Much has been learned in the past 15 years through research, and it is now possible to use genetic information in the clinical arena, he added, referring to somatic mutations in oncology settings. Chitale acknowledged the tremendous potential for NGS in germline testing as well.
NGS eventually will evolve into routine testing at many labs, such as for routine blood work, through "out-of-the-box technology," even for small-footprint labs, Chitale noted. He cited small gene panels as one example of NGS usage.
"The price for NGS will continue to decline, making it affordable for more than just large research institutions to perform molecular genetic testing," he said.
Examining demand and capabilities
To create a proper genetic testing strategy, labs should first determine their customer demand for genetic testing, according to Chitale. They should then establish whether they have the required internal expertise and capabilities, including pathologists trained in molecular genetic pathology who can interpret complex test results and translate the data into usable information for clinicians, he explained.
Starting with technologists at the bench level, labs must determine if they're able to do the molecular genetic assay setup and the complex testing necessary. They need doctorate-level staff to oversee operations and conceptualize with pathologists and oncologists to design and validate the needed sequencing assays, such as gene-specific or large gene panels, Chitale said.
IT for data-driven processes
Another important issue, according to Chitale, is IT infrastructure, and the question for many labs is whether they have adequate storage and connectivity. Labs must determine their internal storage capabilities and decide if they are going to outsource HIPAA-compliant data storage. To support the IT efforts, labs might have to hire staff trained in bioinformatics and computational, molecular, and genetic science.
"These scientists have information and training to apply their computational skills to build the informatics support for a lab," he said.
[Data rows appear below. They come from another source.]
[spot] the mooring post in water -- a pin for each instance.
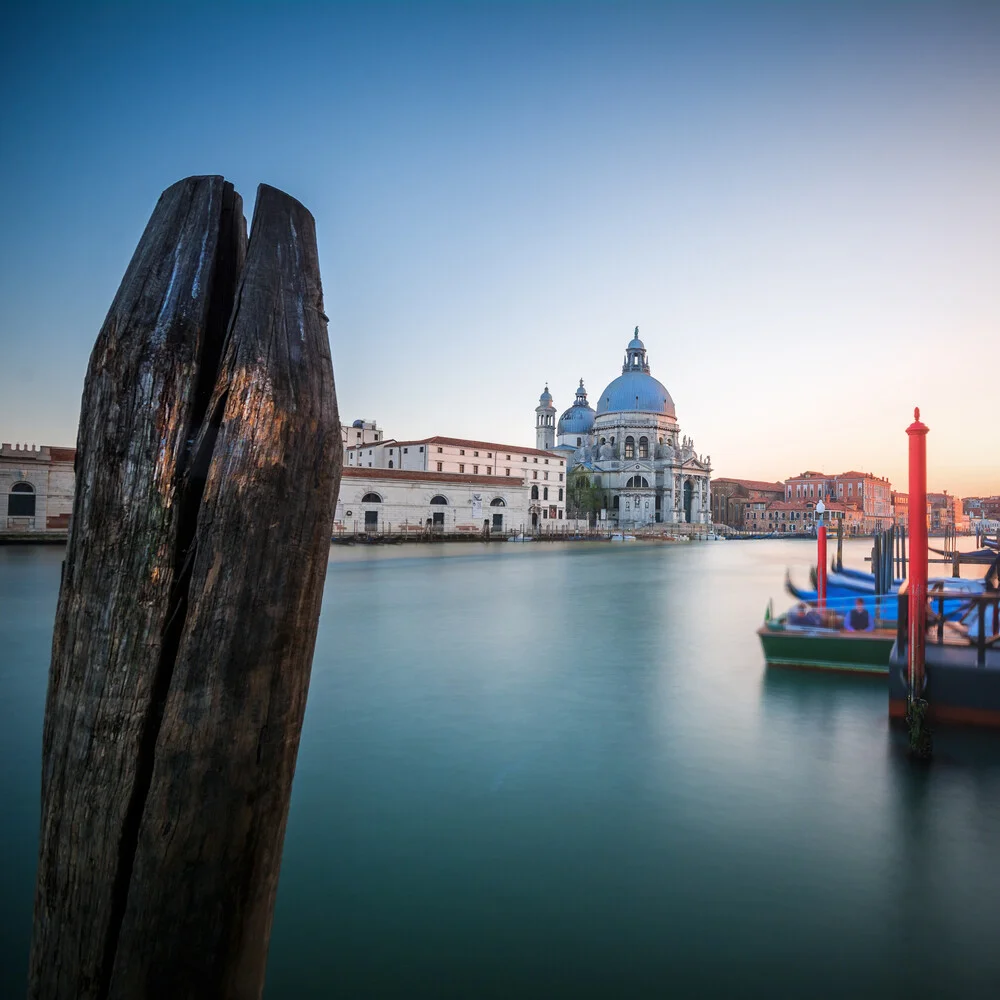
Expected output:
(821, 556)
(207, 463)
(916, 705)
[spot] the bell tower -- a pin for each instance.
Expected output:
(545, 422)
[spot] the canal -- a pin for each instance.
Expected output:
(562, 770)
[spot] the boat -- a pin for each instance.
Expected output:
(847, 585)
(826, 644)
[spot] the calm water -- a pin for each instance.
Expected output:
(539, 771)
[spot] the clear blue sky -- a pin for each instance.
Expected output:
(798, 204)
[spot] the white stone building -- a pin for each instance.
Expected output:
(36, 489)
(542, 473)
(632, 448)
(381, 500)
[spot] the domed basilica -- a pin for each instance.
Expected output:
(630, 448)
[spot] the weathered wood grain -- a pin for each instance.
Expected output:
(215, 817)
(138, 412)
(188, 612)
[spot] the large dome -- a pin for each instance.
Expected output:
(636, 390)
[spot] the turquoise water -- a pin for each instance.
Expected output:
(544, 770)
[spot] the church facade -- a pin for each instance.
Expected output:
(630, 448)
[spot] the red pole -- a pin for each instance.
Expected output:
(821, 564)
(918, 553)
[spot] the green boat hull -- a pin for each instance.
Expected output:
(852, 652)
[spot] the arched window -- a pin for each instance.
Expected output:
(21, 502)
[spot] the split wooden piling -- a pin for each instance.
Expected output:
(208, 460)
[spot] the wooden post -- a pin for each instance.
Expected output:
(207, 467)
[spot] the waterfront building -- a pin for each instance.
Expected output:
(414, 501)
(872, 495)
(945, 513)
(982, 512)
(630, 449)
(900, 509)
(731, 498)
(36, 489)
(541, 473)
(794, 516)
Reflecting on the changes, Chitale noted that this differs from what labs traditionally have done in the past. A health system's labs can perform about 7,500 NGS tests annually, which equates to about 10 TB worth of data, he said.
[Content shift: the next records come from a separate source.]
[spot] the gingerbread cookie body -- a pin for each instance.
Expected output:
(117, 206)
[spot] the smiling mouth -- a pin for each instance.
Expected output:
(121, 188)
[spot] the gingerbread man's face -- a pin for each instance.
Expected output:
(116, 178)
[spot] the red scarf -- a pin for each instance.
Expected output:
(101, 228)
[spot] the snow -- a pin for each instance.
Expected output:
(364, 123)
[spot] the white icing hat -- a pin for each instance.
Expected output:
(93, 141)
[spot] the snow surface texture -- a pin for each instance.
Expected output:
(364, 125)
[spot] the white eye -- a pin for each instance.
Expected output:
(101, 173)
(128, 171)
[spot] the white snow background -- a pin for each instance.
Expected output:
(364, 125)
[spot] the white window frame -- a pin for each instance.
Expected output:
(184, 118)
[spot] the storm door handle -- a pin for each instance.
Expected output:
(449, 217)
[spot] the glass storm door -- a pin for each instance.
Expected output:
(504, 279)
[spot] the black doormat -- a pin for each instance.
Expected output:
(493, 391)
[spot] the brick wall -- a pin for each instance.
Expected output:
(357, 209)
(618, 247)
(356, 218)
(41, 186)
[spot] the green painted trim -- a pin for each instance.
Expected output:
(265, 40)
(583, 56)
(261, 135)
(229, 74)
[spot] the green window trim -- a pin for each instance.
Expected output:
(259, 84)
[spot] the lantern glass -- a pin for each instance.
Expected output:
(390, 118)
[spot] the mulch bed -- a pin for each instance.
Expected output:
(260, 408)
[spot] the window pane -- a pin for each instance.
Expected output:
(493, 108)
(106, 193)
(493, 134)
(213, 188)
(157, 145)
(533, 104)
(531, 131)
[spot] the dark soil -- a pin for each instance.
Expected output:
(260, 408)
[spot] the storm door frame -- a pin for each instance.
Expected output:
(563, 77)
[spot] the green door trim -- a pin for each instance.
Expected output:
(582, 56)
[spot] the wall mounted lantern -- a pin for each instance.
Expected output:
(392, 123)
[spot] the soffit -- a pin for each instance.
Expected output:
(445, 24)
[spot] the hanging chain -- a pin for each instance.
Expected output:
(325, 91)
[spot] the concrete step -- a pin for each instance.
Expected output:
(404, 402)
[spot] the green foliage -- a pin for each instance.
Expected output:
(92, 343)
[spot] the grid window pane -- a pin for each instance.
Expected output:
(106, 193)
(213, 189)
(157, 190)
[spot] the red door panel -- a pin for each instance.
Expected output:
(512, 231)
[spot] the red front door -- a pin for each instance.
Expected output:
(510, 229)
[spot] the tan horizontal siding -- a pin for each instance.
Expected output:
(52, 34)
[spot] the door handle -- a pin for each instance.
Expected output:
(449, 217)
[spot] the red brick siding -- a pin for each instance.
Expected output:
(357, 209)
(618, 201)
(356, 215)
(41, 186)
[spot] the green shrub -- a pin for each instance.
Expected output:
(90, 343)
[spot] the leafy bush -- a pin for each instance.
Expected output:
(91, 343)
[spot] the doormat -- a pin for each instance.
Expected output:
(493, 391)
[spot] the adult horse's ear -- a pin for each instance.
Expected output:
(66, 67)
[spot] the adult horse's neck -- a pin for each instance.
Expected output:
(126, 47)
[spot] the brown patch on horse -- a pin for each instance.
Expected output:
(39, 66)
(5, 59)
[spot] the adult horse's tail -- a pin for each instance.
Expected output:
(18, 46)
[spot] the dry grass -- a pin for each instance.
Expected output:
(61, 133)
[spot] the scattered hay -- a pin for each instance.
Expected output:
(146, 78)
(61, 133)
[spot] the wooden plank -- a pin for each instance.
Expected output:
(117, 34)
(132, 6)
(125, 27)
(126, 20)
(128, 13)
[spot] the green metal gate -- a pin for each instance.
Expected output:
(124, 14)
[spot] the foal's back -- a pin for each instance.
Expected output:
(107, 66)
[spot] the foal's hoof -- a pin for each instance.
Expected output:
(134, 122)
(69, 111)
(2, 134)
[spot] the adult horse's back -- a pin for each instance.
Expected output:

"It's a heavy data-driven process -- a computational-heavy paradigm shift for clinical pathology laboratories," he emphasized.
Several NGS sequencing platforms are commercially available. To select the most appropriate ones, labs should calculate test volume and consider the type of patient population they will be testing -- for example, different tumor types (lung, breast, or colorectal cancer). Labs need to avoid having too much capacity; otherwise, it will become expensive to run tests, Chitale noted.
Follow the money
When business planning for a molecular laboratory, it's crucial to check the Current Procedural Terminology (CPT) codes, which will drive how much money will come into the lab. The current codes are mostly based on testing individual genes, but Chitale expects the codes in a few years to be bundled for panel-based testing, in which several genes are tested simultaneously.
With bundling, reimbursements will decline, but that will force labs doing molecular genetic testing to move from older sequencing platforms to NGS and panel-based testing, he indicated.
As genetic testing becomes more mainstream, NGS will play a greater role in advancing clinical diagnosis and precision medicine. And as NGS adds knowledge to the clinical decision-making process, it promises to benefit patients and improve health outcomes.